1.8.4 Teknik Pengumpulan Data
Penelitian ini berlandaskan pada data-data secondary source atau sumber sekunder
yaitu suatu dokumen yang ditulis melalui hasil penelitian terkait suatu kejadian oleh orang
yang tidak mengalami kejadian tersebut secara langsung. Dokumen-dokumen ini tidak
memiliki hubungan langsung dengan kejadian atau orang-orang yang diteliti. Dalam
pengumpulan data untuk penelitian dilakukan dengan cara mencari dan mengumpulkan
sumber-sumber informasi berupa data-data yang mendukung dan dianggap relevan.
Data merupakan sesuatu yang didapat melalui suatu metode pengumpulan data yang
akan diolah dan dianalisis sehingga akan menghasilkan suatu hasil penelitian yang
menggambarkan dan mengindikasikan sesuatu. Data-data yang dimuat merupakan data yang
relevan sesuai dengan kajian yang diteliti.

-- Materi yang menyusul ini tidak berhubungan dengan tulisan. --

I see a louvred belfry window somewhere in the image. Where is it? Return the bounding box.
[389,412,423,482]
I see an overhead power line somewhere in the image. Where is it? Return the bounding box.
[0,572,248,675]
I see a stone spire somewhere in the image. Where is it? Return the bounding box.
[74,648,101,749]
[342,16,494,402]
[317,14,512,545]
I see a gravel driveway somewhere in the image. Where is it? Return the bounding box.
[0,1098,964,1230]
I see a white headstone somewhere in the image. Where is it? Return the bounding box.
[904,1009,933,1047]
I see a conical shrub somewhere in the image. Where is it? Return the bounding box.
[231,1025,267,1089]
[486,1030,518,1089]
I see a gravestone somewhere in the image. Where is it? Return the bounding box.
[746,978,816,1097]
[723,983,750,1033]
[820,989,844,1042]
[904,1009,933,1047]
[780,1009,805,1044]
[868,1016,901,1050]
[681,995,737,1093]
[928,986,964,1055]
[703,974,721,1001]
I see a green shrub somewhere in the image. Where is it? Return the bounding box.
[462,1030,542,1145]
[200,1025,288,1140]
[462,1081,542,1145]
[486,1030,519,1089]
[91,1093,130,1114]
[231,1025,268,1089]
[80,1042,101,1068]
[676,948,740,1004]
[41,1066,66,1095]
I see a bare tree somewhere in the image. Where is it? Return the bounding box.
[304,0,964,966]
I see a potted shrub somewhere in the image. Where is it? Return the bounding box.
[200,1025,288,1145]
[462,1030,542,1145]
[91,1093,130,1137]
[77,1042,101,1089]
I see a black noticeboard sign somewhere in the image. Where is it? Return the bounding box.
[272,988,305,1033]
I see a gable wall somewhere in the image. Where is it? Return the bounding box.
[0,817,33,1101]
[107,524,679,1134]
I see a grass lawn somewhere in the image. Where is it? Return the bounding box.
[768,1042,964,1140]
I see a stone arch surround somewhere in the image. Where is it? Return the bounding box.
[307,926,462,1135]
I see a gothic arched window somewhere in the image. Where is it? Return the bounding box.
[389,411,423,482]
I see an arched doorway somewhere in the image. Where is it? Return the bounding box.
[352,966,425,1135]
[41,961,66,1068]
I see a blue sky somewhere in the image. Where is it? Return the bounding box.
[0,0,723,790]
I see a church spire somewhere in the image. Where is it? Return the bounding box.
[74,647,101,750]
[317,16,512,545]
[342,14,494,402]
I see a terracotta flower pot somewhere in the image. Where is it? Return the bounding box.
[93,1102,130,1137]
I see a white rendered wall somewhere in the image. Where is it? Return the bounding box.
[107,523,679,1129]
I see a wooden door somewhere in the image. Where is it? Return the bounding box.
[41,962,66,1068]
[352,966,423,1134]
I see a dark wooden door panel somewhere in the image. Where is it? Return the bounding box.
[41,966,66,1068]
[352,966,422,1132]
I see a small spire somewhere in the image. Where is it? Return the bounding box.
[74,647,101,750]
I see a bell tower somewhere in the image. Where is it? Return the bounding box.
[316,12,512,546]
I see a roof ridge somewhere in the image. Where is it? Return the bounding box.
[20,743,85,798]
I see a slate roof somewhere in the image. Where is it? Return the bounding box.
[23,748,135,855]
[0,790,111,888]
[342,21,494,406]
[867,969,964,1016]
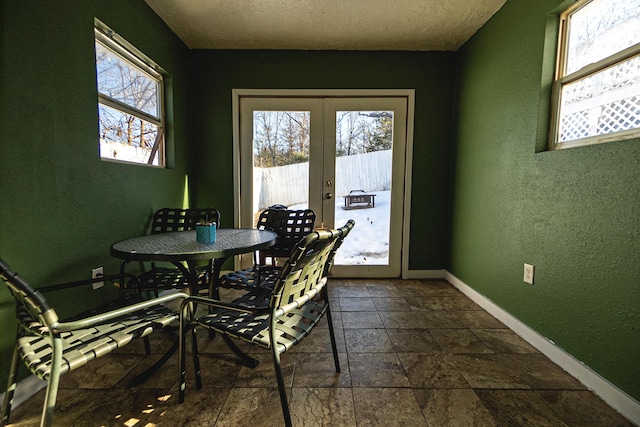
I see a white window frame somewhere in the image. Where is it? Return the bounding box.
[94,19,167,168]
[549,0,640,150]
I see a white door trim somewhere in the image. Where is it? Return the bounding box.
[231,89,415,278]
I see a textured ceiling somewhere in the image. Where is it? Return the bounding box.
[145,0,506,50]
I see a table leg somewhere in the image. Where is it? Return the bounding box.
[209,257,260,368]
[129,262,198,387]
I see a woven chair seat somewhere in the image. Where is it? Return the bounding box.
[0,259,187,426]
[220,265,282,290]
[178,220,355,426]
[219,205,316,290]
[196,297,327,353]
[18,296,178,380]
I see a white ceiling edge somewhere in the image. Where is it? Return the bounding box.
[145,0,506,51]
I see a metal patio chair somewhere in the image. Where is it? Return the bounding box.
[219,205,316,290]
[178,220,355,426]
[0,259,187,426]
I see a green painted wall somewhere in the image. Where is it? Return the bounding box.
[185,50,455,270]
[0,0,640,410]
[451,0,640,400]
[0,0,191,384]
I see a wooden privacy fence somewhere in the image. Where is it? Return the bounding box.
[253,150,392,210]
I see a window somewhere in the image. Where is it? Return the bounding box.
[95,20,165,167]
[551,0,640,148]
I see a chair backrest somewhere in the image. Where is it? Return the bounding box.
[256,207,316,256]
[270,220,355,313]
[0,259,58,331]
[151,208,220,234]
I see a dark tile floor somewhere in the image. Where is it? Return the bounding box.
[5,279,632,427]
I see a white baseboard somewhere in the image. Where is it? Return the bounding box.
[444,271,640,425]
[6,270,640,425]
[402,270,447,279]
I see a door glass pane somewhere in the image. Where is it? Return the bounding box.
[253,111,310,224]
[335,111,393,265]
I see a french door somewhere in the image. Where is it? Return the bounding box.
[234,91,412,277]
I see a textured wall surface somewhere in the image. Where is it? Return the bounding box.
[0,0,190,390]
[185,50,455,270]
[451,0,640,400]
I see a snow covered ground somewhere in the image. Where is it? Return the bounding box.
[289,191,390,265]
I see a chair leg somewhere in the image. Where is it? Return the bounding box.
[191,328,202,390]
[271,344,291,427]
[325,306,340,373]
[142,336,151,356]
[40,336,62,427]
[324,298,340,373]
[0,342,20,426]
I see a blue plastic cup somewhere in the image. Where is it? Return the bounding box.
[196,222,216,243]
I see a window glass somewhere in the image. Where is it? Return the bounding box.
[566,0,640,74]
[95,23,164,166]
[552,0,640,148]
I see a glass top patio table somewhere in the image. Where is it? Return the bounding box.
[111,228,277,262]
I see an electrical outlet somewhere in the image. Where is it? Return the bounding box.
[91,267,104,290]
[523,262,534,285]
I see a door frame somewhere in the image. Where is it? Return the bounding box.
[231,89,415,278]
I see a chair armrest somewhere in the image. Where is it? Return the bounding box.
[180,296,271,314]
[36,273,137,293]
[51,292,188,332]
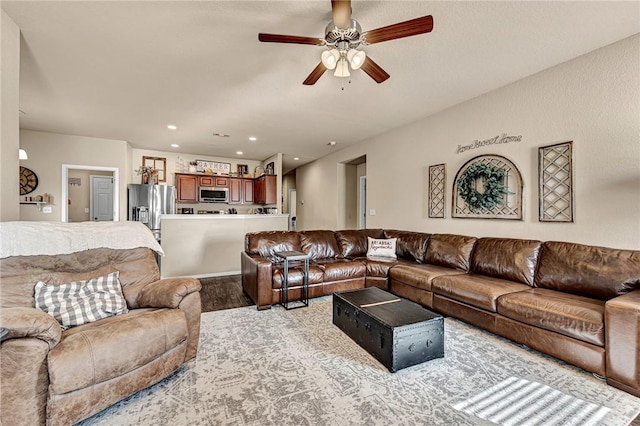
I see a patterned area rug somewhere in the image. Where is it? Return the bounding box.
[81,297,640,426]
[453,377,610,426]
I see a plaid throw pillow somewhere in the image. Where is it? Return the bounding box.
[35,271,128,330]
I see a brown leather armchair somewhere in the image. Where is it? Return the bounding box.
[0,248,201,425]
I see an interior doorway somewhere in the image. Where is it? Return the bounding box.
[89,175,113,222]
[60,164,120,222]
[288,189,297,231]
[338,155,367,229]
[358,176,367,229]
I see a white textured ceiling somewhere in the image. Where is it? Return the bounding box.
[2,0,640,168]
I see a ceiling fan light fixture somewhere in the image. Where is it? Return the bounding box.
[347,49,367,70]
[333,58,351,77]
[320,49,340,70]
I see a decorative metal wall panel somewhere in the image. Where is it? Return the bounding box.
[451,155,522,220]
[429,164,447,218]
[538,142,574,222]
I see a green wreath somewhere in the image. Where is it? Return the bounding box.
[458,163,507,213]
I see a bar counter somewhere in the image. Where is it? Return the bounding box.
[160,214,289,278]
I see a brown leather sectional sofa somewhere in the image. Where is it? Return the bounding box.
[0,248,201,425]
[241,229,640,397]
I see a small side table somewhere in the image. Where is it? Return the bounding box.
[274,251,309,310]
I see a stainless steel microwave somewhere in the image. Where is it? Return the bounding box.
[198,186,229,203]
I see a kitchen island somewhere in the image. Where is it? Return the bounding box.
[160,214,289,278]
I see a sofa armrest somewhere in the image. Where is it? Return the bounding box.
[240,251,273,310]
[604,290,640,397]
[0,307,62,349]
[137,278,202,309]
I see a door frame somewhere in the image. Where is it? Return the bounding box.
[358,175,367,229]
[60,164,120,222]
[89,175,115,222]
[287,188,298,231]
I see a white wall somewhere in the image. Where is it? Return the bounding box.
[0,11,20,221]
[297,35,640,249]
[20,130,129,222]
[296,144,368,231]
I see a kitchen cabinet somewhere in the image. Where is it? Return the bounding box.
[213,176,229,188]
[229,178,253,204]
[253,175,278,204]
[176,173,198,203]
[242,179,253,204]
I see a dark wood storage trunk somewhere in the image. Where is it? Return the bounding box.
[333,287,444,373]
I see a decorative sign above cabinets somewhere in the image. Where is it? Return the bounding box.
[196,160,231,175]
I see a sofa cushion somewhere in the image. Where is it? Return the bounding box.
[358,257,406,278]
[244,231,302,262]
[315,259,367,283]
[335,229,384,258]
[298,231,341,260]
[431,274,531,312]
[471,238,542,285]
[0,247,160,309]
[534,241,640,300]
[384,229,430,263]
[34,271,128,329]
[498,288,605,346]
[424,234,477,271]
[48,309,188,395]
[389,264,464,291]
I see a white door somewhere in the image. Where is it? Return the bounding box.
[89,176,113,222]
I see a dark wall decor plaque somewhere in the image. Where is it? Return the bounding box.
[538,141,574,222]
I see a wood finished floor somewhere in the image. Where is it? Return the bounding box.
[200,275,254,312]
[200,275,640,426]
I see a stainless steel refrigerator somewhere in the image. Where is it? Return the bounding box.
[127,183,176,241]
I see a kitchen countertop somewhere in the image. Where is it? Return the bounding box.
[160,214,289,278]
[160,213,289,220]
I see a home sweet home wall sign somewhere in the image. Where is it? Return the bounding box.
[456,133,522,154]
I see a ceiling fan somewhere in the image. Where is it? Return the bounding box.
[258,0,433,86]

1.8.5 Teknik Analisis dan pengolahan Data
Untuk menjawab pertanyaan penelitian, penulis menggunakan konsep peacebuilding
menurut Johan Galtung. Teknis analisis dalam penelitian ini dimulai dengan mengumpulkan
data-data mengenai peran apa saja yang sudah dilakukan oleh AMM sebagai pihak ketiga
yang bertanggung jawab dalam proses peacebuilding di Aceh. Dimana, peran AMM tersebut
dianalisis berdasarkan kepada delapan mandatnya yang terdapat dalam poin lima MoU
Helsinki. Kemudian penulis akan melihat apakah peran AMM dalam proses peacebuilding
tersebut berhasil mencapai tiga tujuan utama dari peacebuilding seperti yang dikemukakan
oleh Berghof Foundation.
1.9 Sistematika Penulisan
BAB 1: Pendahuluan
Bab ini berisi pendahuluan yang meliputi latar belakang, permasalahan, pertanyaan
penelitian, tujuan penelitian, manfaat penelitian, konsep-konsep, kerangka pemikiran,
metodologi penelitian dan sistematika penelitian.

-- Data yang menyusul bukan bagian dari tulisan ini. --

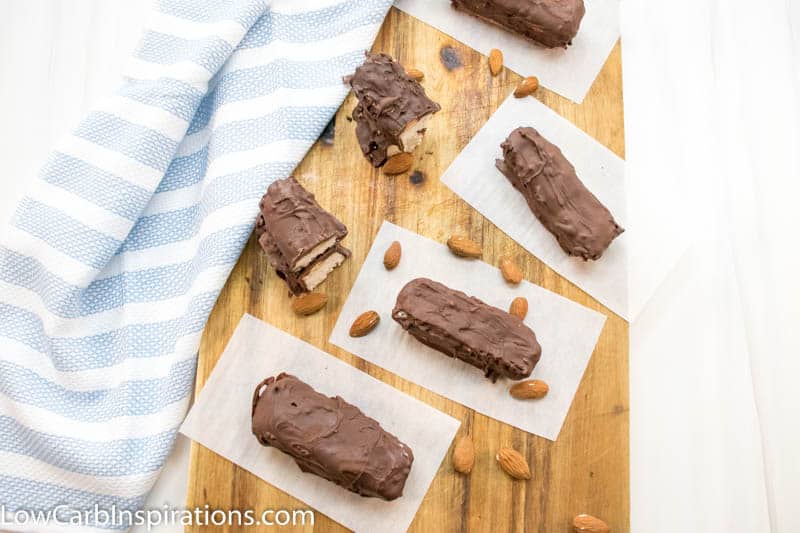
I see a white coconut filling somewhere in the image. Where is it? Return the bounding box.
[386,115,431,157]
[292,237,336,272]
[303,252,345,291]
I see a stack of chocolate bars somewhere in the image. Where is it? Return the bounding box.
[256,177,350,295]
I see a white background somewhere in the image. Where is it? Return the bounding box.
[0,0,800,533]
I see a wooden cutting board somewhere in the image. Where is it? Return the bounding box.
[187,8,629,533]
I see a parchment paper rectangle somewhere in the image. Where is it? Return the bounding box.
[441,96,632,319]
[330,222,606,440]
[394,0,619,103]
[180,315,460,532]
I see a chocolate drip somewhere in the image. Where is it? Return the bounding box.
[451,0,586,48]
[252,373,414,500]
[392,278,542,381]
[495,128,625,260]
[348,54,441,167]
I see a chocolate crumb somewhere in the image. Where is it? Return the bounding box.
[439,46,464,70]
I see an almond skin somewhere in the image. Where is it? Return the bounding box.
[508,379,550,400]
[383,152,414,176]
[572,514,611,533]
[489,48,503,76]
[406,68,425,81]
[453,436,475,474]
[495,448,531,479]
[383,241,403,270]
[447,235,483,259]
[292,292,328,316]
[500,257,522,285]
[350,311,381,337]
[514,76,539,98]
[508,296,528,320]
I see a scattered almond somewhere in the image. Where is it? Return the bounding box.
[508,379,550,400]
[514,76,539,98]
[453,436,475,474]
[383,241,403,270]
[383,152,414,176]
[406,68,425,81]
[572,514,611,533]
[292,292,328,316]
[350,311,381,337]
[508,296,528,320]
[489,48,503,76]
[447,235,482,259]
[500,257,522,285]
[495,448,531,479]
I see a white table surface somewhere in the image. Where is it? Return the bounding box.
[0,0,800,533]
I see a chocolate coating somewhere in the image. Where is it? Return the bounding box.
[349,54,441,167]
[495,128,625,260]
[252,373,414,500]
[263,238,352,296]
[255,177,349,292]
[392,278,542,381]
[451,0,586,48]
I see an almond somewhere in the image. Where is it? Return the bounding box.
[406,68,425,81]
[572,514,611,533]
[383,241,403,270]
[292,292,328,316]
[508,379,550,400]
[383,152,414,176]
[514,76,539,98]
[500,257,522,285]
[350,311,381,337]
[447,235,482,259]
[453,436,475,474]
[495,448,531,479]
[508,296,528,320]
[489,48,503,76]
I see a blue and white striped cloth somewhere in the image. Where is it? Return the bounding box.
[0,0,391,531]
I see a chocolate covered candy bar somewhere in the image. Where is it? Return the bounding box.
[252,373,414,500]
[451,0,586,48]
[495,128,625,260]
[392,278,542,381]
[349,54,441,167]
[256,177,350,294]
[259,228,350,295]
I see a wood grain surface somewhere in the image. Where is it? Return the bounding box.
[187,8,630,533]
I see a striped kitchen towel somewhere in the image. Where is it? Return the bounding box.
[0,0,391,531]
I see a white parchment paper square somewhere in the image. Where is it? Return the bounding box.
[394,0,619,103]
[330,222,606,440]
[441,96,636,319]
[180,315,460,532]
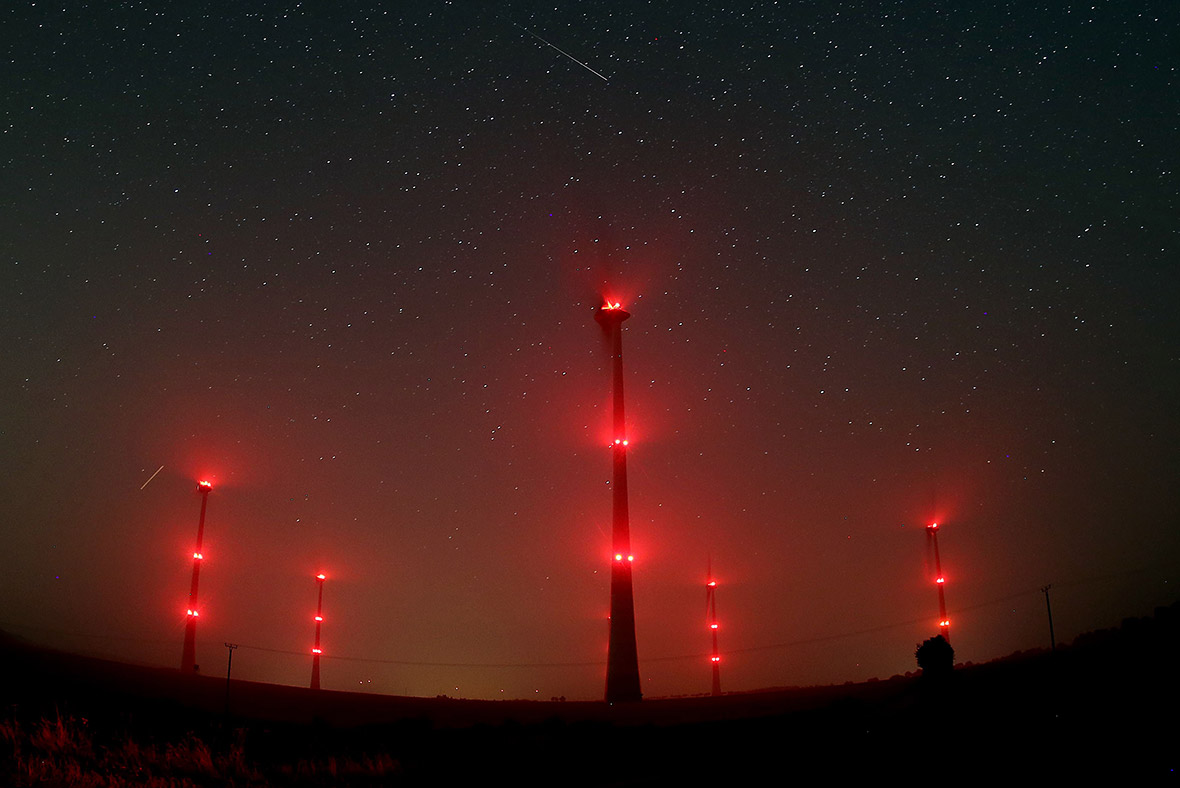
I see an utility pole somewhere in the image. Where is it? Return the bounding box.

BAB II : Konflik Gerakan Aceh Merdeka (GAM) dengan Pemerintah Indonesia
Bab ini berisi tentang asal mula terbentuknya GAM, perkembangannya selama tiga
dekade, menjelaskan bagaimana bentuk konflik antara GAM dengan Pemerintah Indonesia,
mulai dari awal pecahnya konflik hingga konflik terselesaikan di bawah mediasi Crisis
Management Initiative, sampai dibentuknya AMM sebagai lemabaga yang membangun
perdamaian di Aceh.
BAB III : Aceh Monitoring Mission Sebagai Tim Internasional Yang Bergerak Dalam
Resolusi Konflik.
Bab ini berisi deskripsi tentang AMM dari latar belakang dan tujuan dibentuknya
AMM, serta struktur dan tugas-tugas AMM.
BAB IV : Analisis Peran AMM Dalam Proses Peacebuilding di Aceh Pasca Konflik
GAM dengan Pemerintah Indonesia.
Menganalisis bagaimana peran AMM dalam proses perdamaian antara GAM dan
Indonesia. Dibagian ini peneliti akan menggunakan konsep peacebuilding untuk memaparkan
peran yang dilakukan oleh AMM dalam membangun perdamaian di Aceh.
BAB V : Penutup.
Bab ini berisi ringkasan dari keseluruhan pembahasan dan hasil penelitian, rumusan
penulisan tentang peran Aceh Monitoring Mission dalam membangun perdamaian di Aceh
pasca konflik GAM dengan Pemerintah Indonesia.